1 December, 2021


The United States & Social Democracy

By Kumar David

Prof. Kumar David

The Scandinavian countries are held up as models of social democracy. The distribution of wealth and after-tax income is more egalitarian than elsewhere, freedom of expression, the press and religious rights are not restricted, the people choose their governments at free and fair elections and there is uninhibited licence in sex related frolics. Conversely, purist-leftists point out that the “economic system” throughout Scandinavia is capitalist; big enterprises and the commanding heights of industry and commerce are the property of a shy bourgeoisie. Production, reproduction and appropriation of surplus value conform to textbook definitions of capitalism. Both sides of have their point, but Scandinavia is not my topic today, it is the United States not so much for its intrinsic interest but because change there will inevitably spark global trends.

My friends Marjorie and Geoffrey in Orange County, California, are to all appearances fit, able and charming people. They down their beers, puff on their cigarettes, go for walks, drive two nice big SUVs and run a small business. But they collect social disability cheques of $600 a month each for some invisible frailty and their case is typical of maybe millions of others. Likewise the current labour shortage in the US is in part a constructed malaise. Small businesses cannot attract employees. People find it better to stay at home and collect unemployment benefits while others will only accept part-time jobs. You can get more by filing for part-time unemployment benefits and getting paid for half-day’s work. Small businesses say the problem is acute.
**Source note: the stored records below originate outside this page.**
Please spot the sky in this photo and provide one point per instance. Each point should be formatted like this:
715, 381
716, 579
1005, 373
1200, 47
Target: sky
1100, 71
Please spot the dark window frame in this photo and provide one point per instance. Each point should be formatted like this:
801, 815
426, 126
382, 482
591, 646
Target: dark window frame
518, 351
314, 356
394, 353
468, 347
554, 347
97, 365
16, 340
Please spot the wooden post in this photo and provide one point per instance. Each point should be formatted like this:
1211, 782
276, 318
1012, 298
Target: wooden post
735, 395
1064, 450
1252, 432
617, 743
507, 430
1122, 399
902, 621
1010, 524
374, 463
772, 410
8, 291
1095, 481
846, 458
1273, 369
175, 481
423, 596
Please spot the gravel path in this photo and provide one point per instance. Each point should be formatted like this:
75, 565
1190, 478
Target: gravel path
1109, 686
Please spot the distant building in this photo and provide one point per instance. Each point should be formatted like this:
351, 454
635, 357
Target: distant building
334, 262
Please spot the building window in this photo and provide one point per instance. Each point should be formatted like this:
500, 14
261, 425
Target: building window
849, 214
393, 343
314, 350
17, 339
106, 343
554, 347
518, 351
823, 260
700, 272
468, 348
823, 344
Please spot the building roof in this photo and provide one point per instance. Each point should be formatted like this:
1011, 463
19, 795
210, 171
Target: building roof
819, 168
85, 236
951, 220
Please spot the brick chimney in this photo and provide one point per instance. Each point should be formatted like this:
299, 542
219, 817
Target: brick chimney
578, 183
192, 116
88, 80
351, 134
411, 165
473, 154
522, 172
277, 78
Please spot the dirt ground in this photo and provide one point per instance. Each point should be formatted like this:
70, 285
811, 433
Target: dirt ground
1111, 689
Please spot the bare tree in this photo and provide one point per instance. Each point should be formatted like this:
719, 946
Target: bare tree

The shopping carts at Walmart, Cusco, Vons and such supermarkets are full to the brim and queues at checkout counters are long and slow. Some of this is thanks to huge Covid-relief monies pumped into personal bank accounts in recent months and therefore atypical. But obesity has been bursting at the seams for three decades. The point is that there is trickle down of material wealth to low-income classes in the US. This of course is not socialism but it keeps the wolf of revolution at bay. Still it’s an odd version of capitalism if you go by the classics. Sure, brash billionaires, coarse captains of giant technology companies and cigar chomping industrialists garner big profits and avoid tax using Pandora’s Box havens. America being what it is, matters soft and genteel in Scandinavia are loud and brash. It would be absurd to say that the same degree of income equity prevails in the US as in Scandinavia. Still the material lives of the four lowest (lower 80%) of the American income quintiles is not pitiable and not too far from Scandinavian averages.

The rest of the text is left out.